I don't think computers would be good at that.

DarQ DawG said...

I posted something about using honey pot traps to catch spam bots in the comments under your Economists and Virtual Worlds post.

I'll post it again here:

http://graphiclineweb.wordpress.com/2012/02/26/honeypot-your-blog/

Now I'm not exactly sure how to use it specifically in the comments section, but I'm sure Project Honeypot has information on it.

Obviously, it won't stop human spammers, but neither will CAPTCHA.

I hope this helps.

Robert Wenzel said...

Read your comments in blogger, as opposed to emails, that way you can scroll down them quickly and even delete spam.

Izzy said...

I agree that Captchas are problematic. I am dyslexic and letters dance and wriggle around as it is let alone when they are twisted into a captcha! As for the audio, that beached whale/dalek symphony is almost worse!
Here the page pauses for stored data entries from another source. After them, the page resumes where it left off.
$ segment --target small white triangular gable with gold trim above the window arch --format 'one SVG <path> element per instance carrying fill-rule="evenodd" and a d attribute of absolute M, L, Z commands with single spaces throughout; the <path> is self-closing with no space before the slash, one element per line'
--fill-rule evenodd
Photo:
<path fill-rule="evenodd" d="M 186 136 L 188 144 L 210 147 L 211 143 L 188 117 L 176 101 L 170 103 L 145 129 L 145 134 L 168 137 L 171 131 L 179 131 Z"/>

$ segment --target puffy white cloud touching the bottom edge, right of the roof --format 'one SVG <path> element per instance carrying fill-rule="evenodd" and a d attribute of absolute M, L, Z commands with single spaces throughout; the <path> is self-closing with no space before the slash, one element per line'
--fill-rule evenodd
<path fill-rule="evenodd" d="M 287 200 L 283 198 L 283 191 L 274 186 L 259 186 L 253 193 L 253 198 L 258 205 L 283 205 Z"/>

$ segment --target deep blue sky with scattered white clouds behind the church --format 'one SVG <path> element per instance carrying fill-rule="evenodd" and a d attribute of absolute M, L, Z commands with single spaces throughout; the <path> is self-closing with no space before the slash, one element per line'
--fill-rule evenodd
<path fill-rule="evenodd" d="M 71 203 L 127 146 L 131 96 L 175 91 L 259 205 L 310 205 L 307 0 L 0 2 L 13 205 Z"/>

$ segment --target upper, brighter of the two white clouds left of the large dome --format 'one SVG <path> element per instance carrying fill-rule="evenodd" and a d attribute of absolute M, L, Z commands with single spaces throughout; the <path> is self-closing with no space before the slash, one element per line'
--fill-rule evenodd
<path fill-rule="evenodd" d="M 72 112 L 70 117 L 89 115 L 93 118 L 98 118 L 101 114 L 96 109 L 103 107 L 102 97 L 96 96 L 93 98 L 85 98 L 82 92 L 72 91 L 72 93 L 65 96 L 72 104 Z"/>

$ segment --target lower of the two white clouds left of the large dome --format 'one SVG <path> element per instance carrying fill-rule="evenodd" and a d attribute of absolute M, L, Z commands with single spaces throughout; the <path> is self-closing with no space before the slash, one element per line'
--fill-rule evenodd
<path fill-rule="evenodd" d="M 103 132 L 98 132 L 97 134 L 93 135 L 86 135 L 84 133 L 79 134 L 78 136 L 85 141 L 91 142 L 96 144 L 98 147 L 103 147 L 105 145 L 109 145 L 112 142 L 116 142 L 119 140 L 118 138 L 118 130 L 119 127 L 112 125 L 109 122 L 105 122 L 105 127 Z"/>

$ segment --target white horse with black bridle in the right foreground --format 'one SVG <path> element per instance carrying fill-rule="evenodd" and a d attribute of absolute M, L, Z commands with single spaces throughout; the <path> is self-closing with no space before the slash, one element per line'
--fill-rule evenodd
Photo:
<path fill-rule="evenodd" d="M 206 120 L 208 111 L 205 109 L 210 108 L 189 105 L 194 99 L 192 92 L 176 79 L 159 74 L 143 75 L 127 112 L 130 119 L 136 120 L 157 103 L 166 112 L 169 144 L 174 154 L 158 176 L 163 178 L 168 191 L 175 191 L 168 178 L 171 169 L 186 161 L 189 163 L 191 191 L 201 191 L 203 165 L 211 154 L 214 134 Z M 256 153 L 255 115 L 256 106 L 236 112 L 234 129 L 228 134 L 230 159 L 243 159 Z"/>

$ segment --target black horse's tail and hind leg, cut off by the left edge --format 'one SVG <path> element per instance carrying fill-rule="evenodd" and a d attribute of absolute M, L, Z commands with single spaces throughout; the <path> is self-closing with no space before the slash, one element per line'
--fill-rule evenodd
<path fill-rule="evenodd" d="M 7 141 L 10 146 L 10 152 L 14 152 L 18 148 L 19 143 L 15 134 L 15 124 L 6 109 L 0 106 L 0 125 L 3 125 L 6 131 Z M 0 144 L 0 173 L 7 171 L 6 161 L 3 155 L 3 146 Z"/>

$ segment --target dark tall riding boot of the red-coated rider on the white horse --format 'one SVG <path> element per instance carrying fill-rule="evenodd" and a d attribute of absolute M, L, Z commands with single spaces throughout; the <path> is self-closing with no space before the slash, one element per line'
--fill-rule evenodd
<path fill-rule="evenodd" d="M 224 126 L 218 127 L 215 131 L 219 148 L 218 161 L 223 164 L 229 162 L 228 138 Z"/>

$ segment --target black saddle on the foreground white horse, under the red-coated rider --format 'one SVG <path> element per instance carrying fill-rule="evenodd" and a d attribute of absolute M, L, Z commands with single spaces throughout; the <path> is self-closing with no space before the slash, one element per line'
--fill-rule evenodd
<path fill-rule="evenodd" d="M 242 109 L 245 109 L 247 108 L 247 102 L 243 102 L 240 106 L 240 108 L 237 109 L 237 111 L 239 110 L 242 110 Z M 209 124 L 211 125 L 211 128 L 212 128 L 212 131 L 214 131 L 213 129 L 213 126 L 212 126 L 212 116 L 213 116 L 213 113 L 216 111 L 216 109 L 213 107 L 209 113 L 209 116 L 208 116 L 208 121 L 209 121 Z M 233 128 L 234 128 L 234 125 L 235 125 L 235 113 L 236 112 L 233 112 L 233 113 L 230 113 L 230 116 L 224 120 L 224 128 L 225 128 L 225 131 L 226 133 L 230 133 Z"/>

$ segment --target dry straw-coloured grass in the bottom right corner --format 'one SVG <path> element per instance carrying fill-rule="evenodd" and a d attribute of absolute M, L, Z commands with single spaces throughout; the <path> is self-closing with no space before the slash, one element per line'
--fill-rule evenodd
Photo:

Has anyone here tried captcha bypass browser extensions? I have started using one called rumola and it seems really reliable and effective and is certainly solving my captcha woes!

Kid said...

@Mark Bahner One of the simplest ways to bypass captcha systems is to build a database of questions and answers. Such a database is cheap to build and could easily have millions of entries. For this reason, Blogger's captchas are generated by an automated process capable of creating a very large number of unique images. Your suggestion works so long as you only need a small number of different questions. For a high profile target like Blogger it is not an appropriate defense.